Une collecte qui s’éloigne de son record de 2020, plus de fromages et moins de beurre, voici les grandes tendances de la filière laitière en 2022 vues par l’USDA.

© GEA
  1. La baisse du potentiel de production de lait de vache

Entre 2016 et 2022, l’Union européenne a perdu 1,4 million de vaches laitières. Les gains de productivité ne permettent pas de compenser ce recul et la production diminue depuis son record de 2020. En 2022, les analystes américains de l’USDA estiment qu’elle atteindra 144,6 millions de tonnes, 434 000 t de moins qu’en 2021. Elle devrait de nouveau reculer en 2023. La désintensification de la production laitière (bio, lait de pâturage…) conduit aussi à des baisses de production. Néanmoins le bénéfice économique lié à ces nouvelles pratiques pour les éleveurs pourrait fondre si la demande recule trop fortement avec l’inflation.

  1. Une bonne dynamique pour les laits autre que ceux de vache

Chèvre et bufflonnes ont le vent en poupe, dans les pays de la Méditerranée. Les fromages avec ces laits différents plaisent au consommateur, que ce soit sous appellation ou non. En revanche, la situation est plus difficile pour le cheptel de brebis, qui recule.

  1. Le fromage en plein essor

Les fabrications de fromages sont très dynamiques en Europe, de nouveaux outils industriels ont été inaugurés ces dernières années, aux Pays-Bas, en Allemagne, en Belgique et en France, notamment pour la production de mozzarella. Ce fromage est très demandé par l’industrie agroalimentaire et la restauration hors foyer.

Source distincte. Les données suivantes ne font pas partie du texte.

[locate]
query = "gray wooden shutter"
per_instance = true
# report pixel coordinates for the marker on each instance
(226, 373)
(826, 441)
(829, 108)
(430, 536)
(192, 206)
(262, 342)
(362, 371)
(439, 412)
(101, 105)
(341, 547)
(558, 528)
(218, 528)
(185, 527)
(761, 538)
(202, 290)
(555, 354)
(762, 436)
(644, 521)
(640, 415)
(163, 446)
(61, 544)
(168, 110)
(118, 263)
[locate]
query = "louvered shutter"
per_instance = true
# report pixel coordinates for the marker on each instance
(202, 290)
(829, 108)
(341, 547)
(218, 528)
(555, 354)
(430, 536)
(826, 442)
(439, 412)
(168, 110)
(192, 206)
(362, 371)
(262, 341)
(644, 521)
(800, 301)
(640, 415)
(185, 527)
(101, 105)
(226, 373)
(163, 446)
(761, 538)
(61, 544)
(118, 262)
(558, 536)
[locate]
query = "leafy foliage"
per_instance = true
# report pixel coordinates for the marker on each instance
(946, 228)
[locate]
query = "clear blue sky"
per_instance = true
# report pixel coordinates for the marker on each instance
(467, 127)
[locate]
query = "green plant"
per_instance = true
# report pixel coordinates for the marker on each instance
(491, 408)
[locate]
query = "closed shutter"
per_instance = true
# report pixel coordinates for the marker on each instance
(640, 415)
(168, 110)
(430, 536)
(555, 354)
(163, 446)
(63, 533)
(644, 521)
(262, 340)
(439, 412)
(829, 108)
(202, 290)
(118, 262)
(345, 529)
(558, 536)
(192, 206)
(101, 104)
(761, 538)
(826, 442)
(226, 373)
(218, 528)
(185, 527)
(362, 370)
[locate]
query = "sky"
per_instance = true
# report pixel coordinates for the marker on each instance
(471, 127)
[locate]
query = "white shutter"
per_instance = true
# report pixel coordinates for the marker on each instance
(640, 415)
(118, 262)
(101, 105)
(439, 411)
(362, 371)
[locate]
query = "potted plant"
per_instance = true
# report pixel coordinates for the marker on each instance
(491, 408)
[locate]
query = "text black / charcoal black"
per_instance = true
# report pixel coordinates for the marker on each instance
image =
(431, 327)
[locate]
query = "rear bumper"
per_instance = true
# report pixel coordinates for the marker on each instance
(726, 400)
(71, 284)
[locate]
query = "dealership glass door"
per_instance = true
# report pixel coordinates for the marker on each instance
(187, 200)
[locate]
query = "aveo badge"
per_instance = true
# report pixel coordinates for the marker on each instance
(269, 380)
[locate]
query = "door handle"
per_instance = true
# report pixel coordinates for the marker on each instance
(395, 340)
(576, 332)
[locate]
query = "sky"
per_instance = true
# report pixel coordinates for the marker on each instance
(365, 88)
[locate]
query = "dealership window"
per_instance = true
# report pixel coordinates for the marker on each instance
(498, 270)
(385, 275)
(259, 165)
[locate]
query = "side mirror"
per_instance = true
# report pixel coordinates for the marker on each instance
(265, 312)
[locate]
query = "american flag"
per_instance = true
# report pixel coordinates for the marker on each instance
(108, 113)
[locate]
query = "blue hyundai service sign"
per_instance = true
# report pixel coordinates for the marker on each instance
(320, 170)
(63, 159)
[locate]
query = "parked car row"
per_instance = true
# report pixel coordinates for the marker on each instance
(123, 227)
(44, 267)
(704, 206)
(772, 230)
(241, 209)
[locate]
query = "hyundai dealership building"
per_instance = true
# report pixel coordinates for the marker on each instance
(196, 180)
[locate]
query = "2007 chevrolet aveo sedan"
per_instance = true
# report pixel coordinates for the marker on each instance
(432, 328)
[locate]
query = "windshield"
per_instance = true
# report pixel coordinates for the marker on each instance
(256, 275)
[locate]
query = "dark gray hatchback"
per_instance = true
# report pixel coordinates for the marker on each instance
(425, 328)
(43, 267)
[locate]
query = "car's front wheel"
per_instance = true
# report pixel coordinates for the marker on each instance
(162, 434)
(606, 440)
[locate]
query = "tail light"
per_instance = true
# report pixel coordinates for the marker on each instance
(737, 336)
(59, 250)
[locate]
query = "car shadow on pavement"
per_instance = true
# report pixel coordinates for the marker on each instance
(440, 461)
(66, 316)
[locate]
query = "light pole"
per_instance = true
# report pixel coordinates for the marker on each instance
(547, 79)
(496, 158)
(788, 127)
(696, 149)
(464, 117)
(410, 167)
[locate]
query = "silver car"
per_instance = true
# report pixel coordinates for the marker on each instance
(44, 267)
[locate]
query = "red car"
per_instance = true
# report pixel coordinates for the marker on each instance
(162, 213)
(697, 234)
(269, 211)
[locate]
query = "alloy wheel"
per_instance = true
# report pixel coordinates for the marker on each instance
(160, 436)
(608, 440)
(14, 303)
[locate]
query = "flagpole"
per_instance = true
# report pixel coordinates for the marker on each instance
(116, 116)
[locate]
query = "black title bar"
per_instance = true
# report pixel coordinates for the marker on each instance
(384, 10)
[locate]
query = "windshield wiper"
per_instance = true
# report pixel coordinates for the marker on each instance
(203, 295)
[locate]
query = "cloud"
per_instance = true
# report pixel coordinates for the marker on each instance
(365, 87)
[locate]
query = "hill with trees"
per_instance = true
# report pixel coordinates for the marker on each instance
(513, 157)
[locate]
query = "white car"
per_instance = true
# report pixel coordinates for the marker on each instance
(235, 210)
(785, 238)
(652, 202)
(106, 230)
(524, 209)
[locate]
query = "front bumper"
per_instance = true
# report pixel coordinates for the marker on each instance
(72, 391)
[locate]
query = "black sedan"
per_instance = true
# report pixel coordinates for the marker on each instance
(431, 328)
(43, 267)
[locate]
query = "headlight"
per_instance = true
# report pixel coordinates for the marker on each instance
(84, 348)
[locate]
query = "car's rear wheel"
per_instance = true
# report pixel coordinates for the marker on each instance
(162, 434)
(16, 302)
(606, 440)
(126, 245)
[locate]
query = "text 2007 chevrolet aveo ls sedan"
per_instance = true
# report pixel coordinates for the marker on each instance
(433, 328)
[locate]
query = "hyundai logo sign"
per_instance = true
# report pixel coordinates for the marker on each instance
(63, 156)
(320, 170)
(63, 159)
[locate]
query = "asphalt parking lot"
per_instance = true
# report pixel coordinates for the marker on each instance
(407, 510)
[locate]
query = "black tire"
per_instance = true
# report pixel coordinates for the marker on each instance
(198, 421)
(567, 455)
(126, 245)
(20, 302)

Les fromages sous appellation ont en revanche souffert de la pandémie, entre fermeture des restaurants et chute de la fréquentation touristique, débouché important en Grèce, Italie, Espagne, Portugal mais aussi en France.

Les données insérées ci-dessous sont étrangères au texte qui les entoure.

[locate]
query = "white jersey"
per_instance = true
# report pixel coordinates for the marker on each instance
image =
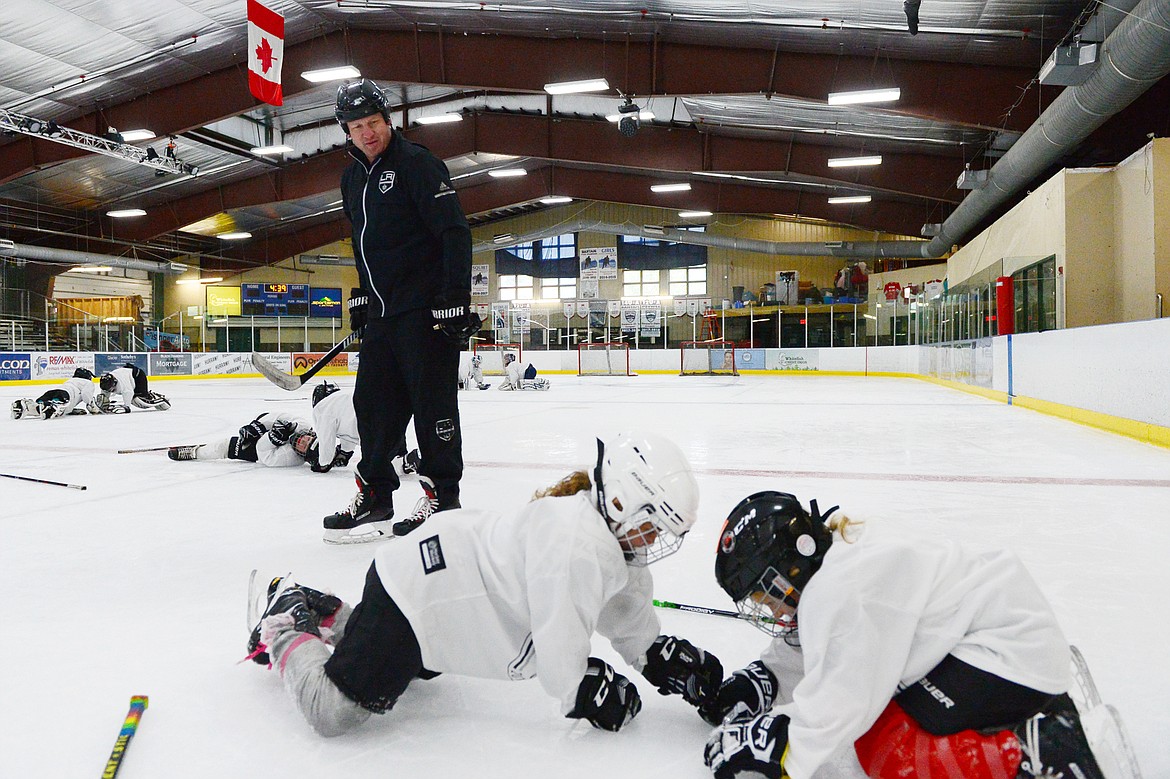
(517, 597)
(336, 425)
(80, 391)
(881, 613)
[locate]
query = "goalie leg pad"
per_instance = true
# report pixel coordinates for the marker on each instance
(896, 746)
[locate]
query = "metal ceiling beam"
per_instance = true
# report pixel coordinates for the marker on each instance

  1. Le couple beurre/poudre en recul

Alors que la collecte laitière recule, comme les fabrications de fromages sont dynamiques, celles du couple beurre/poudre reculent mécaniquement. Pour l’USDA, il est bien possible que le record de production de beurre de l’UE à 27 ait été atteint en 2020 et ne soit plus rencontré de nouveau à moyen terme. De quoi envisager une poursuite de la baisse de la consommation intérieure et de nos exportations (-16 % en 2022). Seuls les envois vers les États-Unis pourraient progresser, aux dépens de ceux vers le Royaume-Uni et le Moyen-Orient.

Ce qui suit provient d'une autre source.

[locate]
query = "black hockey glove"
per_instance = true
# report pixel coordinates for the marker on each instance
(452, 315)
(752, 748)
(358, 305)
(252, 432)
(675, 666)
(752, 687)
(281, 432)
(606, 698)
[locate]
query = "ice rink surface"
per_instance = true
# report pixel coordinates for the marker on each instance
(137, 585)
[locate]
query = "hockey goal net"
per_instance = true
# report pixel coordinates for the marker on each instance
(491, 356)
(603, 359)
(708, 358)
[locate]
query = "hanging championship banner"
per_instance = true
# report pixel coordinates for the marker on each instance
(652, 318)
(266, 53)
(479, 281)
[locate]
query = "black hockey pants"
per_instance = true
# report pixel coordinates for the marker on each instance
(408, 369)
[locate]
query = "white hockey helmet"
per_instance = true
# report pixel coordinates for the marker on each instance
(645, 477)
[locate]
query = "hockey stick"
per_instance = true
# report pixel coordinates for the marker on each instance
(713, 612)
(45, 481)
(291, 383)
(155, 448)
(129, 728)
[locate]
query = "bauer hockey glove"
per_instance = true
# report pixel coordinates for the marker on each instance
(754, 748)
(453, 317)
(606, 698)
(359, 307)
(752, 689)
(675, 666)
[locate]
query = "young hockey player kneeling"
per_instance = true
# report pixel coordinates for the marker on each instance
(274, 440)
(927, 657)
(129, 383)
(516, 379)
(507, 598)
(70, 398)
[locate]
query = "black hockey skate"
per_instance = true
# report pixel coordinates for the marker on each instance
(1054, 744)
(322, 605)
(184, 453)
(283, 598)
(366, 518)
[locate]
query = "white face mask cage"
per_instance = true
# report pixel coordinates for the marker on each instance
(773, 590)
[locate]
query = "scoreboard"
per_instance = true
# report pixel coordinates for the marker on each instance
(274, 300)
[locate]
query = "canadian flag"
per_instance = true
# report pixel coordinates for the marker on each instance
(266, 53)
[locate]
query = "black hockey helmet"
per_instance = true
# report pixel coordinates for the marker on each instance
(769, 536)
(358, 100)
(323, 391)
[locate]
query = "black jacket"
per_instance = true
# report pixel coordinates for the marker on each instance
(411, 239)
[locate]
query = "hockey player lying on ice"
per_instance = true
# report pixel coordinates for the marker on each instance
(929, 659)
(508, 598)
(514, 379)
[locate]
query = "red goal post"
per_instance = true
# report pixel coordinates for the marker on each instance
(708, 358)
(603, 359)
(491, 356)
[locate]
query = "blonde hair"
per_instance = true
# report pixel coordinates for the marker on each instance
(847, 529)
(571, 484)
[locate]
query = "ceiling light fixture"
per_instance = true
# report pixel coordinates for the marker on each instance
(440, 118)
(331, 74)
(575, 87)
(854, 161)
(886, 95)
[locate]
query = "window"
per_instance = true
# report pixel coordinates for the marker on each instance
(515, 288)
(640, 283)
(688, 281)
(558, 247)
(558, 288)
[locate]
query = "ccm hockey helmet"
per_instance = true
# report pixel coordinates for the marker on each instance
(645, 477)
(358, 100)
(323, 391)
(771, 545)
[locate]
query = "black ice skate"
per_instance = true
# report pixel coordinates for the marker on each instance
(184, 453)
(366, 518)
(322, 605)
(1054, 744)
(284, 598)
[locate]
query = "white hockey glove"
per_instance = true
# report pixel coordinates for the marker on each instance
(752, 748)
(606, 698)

  1. Des politiques peu favorables

La nouvelle PAC qui promeut davantage la durabilité pourrait limiter la production européenne. Ce d’autant plus que la pyramide des âges indique une vague de départs en retraite. D’autres agriculteurs pourraient jeter l’éponge sur l’atelier lait et se consacrer à des productions végétales, actuellement rémunératrices, ou à des ateliers d’engraissement. En Belgique et au Pays-Bas, l’application des directives nitrates empêche la construction de nouveaux bâtiments d’élevage dans les nombreuses zones Natura 2000.